I teach a course at my college on conflict management. While numerous lessons from this course can be applied to this situation, one stands out as most important: In order to effectively manage conflict one of the things the people in conflict have to generally agree on is the perception of that conflict–they have to agree, for the most part, about what happened. For example, if two people are married and one partner unexpectedly comes home three hours late, a conflict can emerge. In this case, perhaps one person doesn’t think staying out longer than planned is a big deal while the other person may feel quite differently about that decision. Management of that conflict can be handled effectively once the two partners sit down and talk about what happened, why it happened, and what they might change in the future to ensure that the conflict doesn’t emerge again (such as agreeing that in the future a simple phone call will do the trick).

Now, let’s think about this conflict in another way. Let’s say that the person came home three hours late, but that her partner insists she was two days late. In addition, the offending partner can prove that she was only three hours late because she has a time and date-stamped picture of her and her partner from five hours before her late arrival that confirms she left the very evening she came home. And yet, even faced with this evidence, her partner still contends that she was two days late.

Are you starting to see what I’m getting at here? One thing that must be happen when trying to manage a conflict is that the people trying to manage that conflict must share some common reality. And this is why it seems nearly impossible to me to “find common ground” with Trump supporters at this time. I’m not saying that perceptions don’t sometimes legitimately differ. Of course they do. We all perceive the world differently based on our experiences, identities, biases, and the like.

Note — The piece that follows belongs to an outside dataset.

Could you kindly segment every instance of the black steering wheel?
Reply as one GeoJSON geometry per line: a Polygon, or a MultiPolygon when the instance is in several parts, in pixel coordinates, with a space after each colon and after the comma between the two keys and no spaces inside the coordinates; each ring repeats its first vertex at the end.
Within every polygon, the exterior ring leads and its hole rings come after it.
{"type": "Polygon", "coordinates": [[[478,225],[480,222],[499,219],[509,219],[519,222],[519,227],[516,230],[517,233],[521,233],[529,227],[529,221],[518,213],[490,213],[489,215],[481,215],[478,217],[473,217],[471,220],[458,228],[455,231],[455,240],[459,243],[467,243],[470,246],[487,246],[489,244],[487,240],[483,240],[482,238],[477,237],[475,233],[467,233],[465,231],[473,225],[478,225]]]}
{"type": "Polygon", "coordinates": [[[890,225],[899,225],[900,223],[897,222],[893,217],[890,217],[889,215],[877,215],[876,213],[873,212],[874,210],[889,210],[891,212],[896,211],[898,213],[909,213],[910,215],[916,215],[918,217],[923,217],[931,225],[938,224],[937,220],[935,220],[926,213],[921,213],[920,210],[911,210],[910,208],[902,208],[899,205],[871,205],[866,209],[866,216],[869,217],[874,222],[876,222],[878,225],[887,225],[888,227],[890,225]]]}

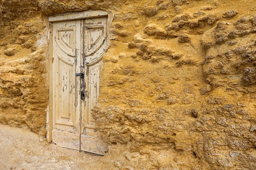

So, for example, as someone from Texas who is used to driving a long time to get to most places simply because the state is so big, I can perceive a two hour drive to a concert as practically nothing while someone who grew up in the northeast, where you can drive though entire states in two hours or less, can perceive driving two hours just to see a concert as almost unimaginable. Those differences in perception are fine. They’re normal. But what we cannot disagree on is how long it takes to drive about 100 miles down a highway at the speed limit without much traffic. That’s not up for debate. And yet these kinds of arguments are, in fact, up for debate with Trump supporters.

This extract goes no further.